Digital Middletown Project Underway

By Naomi Graychase

March 25, 2005

The quintessential small town of Muncie, Ind., is also the home of a research project that one vendor hopes will prove the need for wireless, multimedia-enabled broadband by homes and businesses everywhere.

In an attempt to determine the impact of high-definition content delivery on education and home life in America, wireless networking equipment manufacturer Proxim is providing the wireless backbone for a research project being conducted by Ball State University in Muncie, Indiana.

Muncie—dubbed "Middletown, U.S.A." in a groundbreaking sociological study published in 1924—is generally considered to be a perfect example of a typical American city. As a result, it has become the most studied city in America, and was, therefore, considered an ideal testing ground for this new wireless project.

Dubbed "Digital Middletown," the project involves three stages, the second of which was recently deployed. The first stage provided select individuals with high-bandwidth wireless access from their homes to the Internet and to Ball State University's systems, via Proxim's Tsunami point-to-multipoint broadband wireless access systems and point-to-point wireless Ethernet bridges.

The second stage connected two Muncie elementary schools to the university—over a distance of seven miles—using Proxim's Tsunami 100 Wireless Ethernet Bridge and Tsunami QuickBridge. The schools participating in the study received notebook computers, plasma screens and videoconferencing equipment, as well as wireless printers, speakers and access points, compliments of Gateway and Ball State. The schools can now access high-definition content, including 26,000 video clips owned by United Streaming (a Discovery Channel affiliate), and media files from the Public Broadcasting System (PBS).

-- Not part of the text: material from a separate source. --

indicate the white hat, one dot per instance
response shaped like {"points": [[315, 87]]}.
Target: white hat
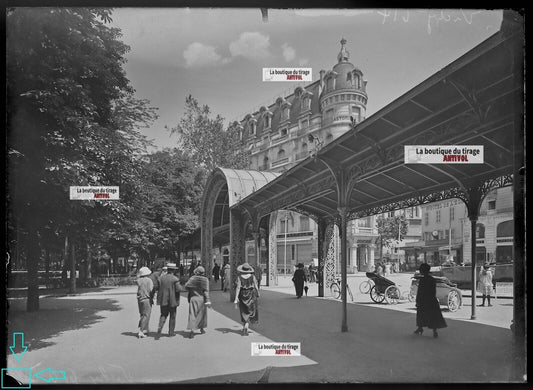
{"points": [[144, 271]]}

Jeff Orr, Senior Product Marketing Manager for Proxim, says, "Most cities in America are like Muncie—they don't have a telecommunications structure that can deliver videoconferencing or other forms of media that require large capacities of bandwidth. One of the objectives of the project is to identify the correct infrastructure to deploy this type of project in any given town."

Proxim's Tsunami network provided the necessary bandwidth—20-30 Mbps—to support the addition of high-definition content and the everyday use of notebook computers by students and teachers at the two test schools. Today, students and faculty in those schools have high-speed access to the Internet, e-mail, and advanced learning applications that enable them to videoconference with experts and to conduct virtual field trips.

Proxim, which has been in business for 25 years and got its start developing military applications for the Department of Defense, was brought into the Digital Middletown project by one of its channel partners, local wireless integrator Wireless Information Networks, Inc. (WIN). WIN conducted the actual deployment of the network using Proxim's equipment.

Finding a vendor who could supply equipment to create a secure infrastructure that would transmit wirelessly over long distances was essential to Ball State and WIN, and Proxim fit the bill. "The Tsunami 100 and QuickBridge are both point-to-point radios," explains Orr. "They are microwave radios, designed to go between two defined locations and provide a high amount of IP capacity over many miles."

The third stage of the project will see Ball State expand its delivery of wireless connectivity and content to several hundred homes near one of the elementary schools to further test the impact of access to high-definition content on home users. Proxim was chosen for this phase as well, in part because expanding its network is relatively simple.

"Expanding the network for Phase 3 is very straightforward," says Orr. "We've put in a backbone link that would allow them to facilitate that growth in the future. That's the function that Tsunami provides... If they hadn't [planned for] Phase 3, those products probably would have been overkill, but the network was built out to deploy once for all the phases of their program. They've created a network they can very easily scale by adding subscriber stations where they already have multi-point stations. To reach into new markets, they can even add thousands of customers—or research targets—per base station."

"The equipment is mounted on limited-access rooftops or 300 feet up on the tops of towers, so there is a barrier to physical access," says Orr. "The question is, can someone intercept a signal, and if so, could they extract its content payload?"

Proxim says the signal is virtually impenetrable to hackers. According to Orr, "All of the radios used in this particular research are proprietary—not Wi-Fi. They have a very narrow beam width, so in order to physically intercept it, you would need to have a hot air balloon, and you'd need to know exactly what kind of radio you're intercepting.

"Even if you could intercept the signal, you'd then receive a password challenge. You'd have an unlimited number of tries, but you'd get a five minute timeout every time you failed. So it would take about six million years to crack. And even then, you'd still have to be able to decode the payload. At best, you could only get half the transmission."

The outcome of the study will not be published until the completion of Phase 3, which is just now getting underway. Orr expects that, among other things, the deployment of this network in this market will prove that there is a demand for multimedia, broadband delivery in homes and schools from one single carrier—which would certainly be a boon for Proxim.